If you have WithStructuralChanges then it is not in a jobs anyway. They are all on main thread and not bursted. So you better try using the overload that take EntityQuery. (EntityManager.RemoveChunkComponentData) Then make EQ that has NewbornMarker to give to it. (Or just EQ with the chunk component data type)

1 Like

It looks like using the EntityQuery methods don’t work in this case.

While the following works and doesn’t cause fragmentation (same as last post)
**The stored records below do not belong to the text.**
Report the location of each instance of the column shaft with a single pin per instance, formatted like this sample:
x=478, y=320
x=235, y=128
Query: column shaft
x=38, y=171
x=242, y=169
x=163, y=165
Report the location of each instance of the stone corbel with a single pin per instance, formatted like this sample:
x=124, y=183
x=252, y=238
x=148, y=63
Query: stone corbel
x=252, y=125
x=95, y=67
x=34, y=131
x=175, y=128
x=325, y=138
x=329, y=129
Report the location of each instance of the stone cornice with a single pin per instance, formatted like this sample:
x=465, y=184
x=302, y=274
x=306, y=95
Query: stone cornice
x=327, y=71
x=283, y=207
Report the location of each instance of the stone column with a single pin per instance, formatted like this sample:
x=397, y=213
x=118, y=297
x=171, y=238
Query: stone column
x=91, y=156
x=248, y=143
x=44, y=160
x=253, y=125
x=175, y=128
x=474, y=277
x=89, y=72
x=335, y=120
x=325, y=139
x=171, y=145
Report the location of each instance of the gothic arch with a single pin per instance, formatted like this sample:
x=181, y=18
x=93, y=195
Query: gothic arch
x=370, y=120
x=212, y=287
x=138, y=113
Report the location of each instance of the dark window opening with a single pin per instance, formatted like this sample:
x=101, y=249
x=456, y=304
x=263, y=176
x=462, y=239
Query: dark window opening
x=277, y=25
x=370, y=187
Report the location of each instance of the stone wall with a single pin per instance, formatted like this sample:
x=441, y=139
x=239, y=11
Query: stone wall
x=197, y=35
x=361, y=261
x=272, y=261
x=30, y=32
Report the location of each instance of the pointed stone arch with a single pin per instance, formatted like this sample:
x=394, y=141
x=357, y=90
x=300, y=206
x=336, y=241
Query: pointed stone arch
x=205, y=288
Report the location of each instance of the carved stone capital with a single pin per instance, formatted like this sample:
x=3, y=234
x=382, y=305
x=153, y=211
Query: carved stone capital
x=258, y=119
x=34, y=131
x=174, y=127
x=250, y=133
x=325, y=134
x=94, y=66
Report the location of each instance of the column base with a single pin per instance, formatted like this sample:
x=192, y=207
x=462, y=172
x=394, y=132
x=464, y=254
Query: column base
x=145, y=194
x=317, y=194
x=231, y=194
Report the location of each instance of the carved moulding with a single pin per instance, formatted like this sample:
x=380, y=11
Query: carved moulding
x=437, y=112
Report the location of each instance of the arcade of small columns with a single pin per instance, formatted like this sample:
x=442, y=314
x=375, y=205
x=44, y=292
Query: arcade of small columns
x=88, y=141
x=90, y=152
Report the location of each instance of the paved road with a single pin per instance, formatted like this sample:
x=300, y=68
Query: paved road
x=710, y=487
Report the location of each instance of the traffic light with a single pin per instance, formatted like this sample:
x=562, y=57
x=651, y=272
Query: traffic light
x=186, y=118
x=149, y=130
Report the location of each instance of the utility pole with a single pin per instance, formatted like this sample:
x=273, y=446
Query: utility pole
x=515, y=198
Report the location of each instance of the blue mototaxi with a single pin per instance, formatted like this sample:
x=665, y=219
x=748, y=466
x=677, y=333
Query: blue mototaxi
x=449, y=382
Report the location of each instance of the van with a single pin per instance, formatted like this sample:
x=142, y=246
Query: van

Entities.ForEach((Entity instance, ref NewbornMarker2 marker) =>
{
  entityManager.RemoveComponent<NewbornMarker2>(instance);
}).WithStructuralChanges().Run();
Entities.ForEach((Entity instance, ref NewbornMarker marker) =>
{
  entityManager.AddComponent<NewbornMarker2>(instance);
  entityManager.RemoveComponent<NewbornMarker>(instance);
}).WithStructuralChanges().Run();

the following still causes fragmentation:

DefragQuery1 = GetEntityQuery(ComponentType.ReadWrite<NewbornMarker>());
DefragQuery2 = GetEntityQuery(ComponentType.ReadWrite<NewbornMarker2>());
....
// Remove the second marker from all entities that currently have it
entityManager.RemoveComponent<NewbornMarker2>(DefragQuery2);
// Entities having the first marker will get the second...
entityManager.AddComponent<NewbornMarker2>(DefragQuery1);
// ... and get rid of the first
entityManager.RemoveComponent<NewbornMarker>(DefragQuery1);

Maybe that’s because the EntityQuery methods are optimized to work on whole chunks? Anyway, the first example works and shouldn’t be too slow as long as there aren’t a lot of entities added per frame. Thanks again for your help.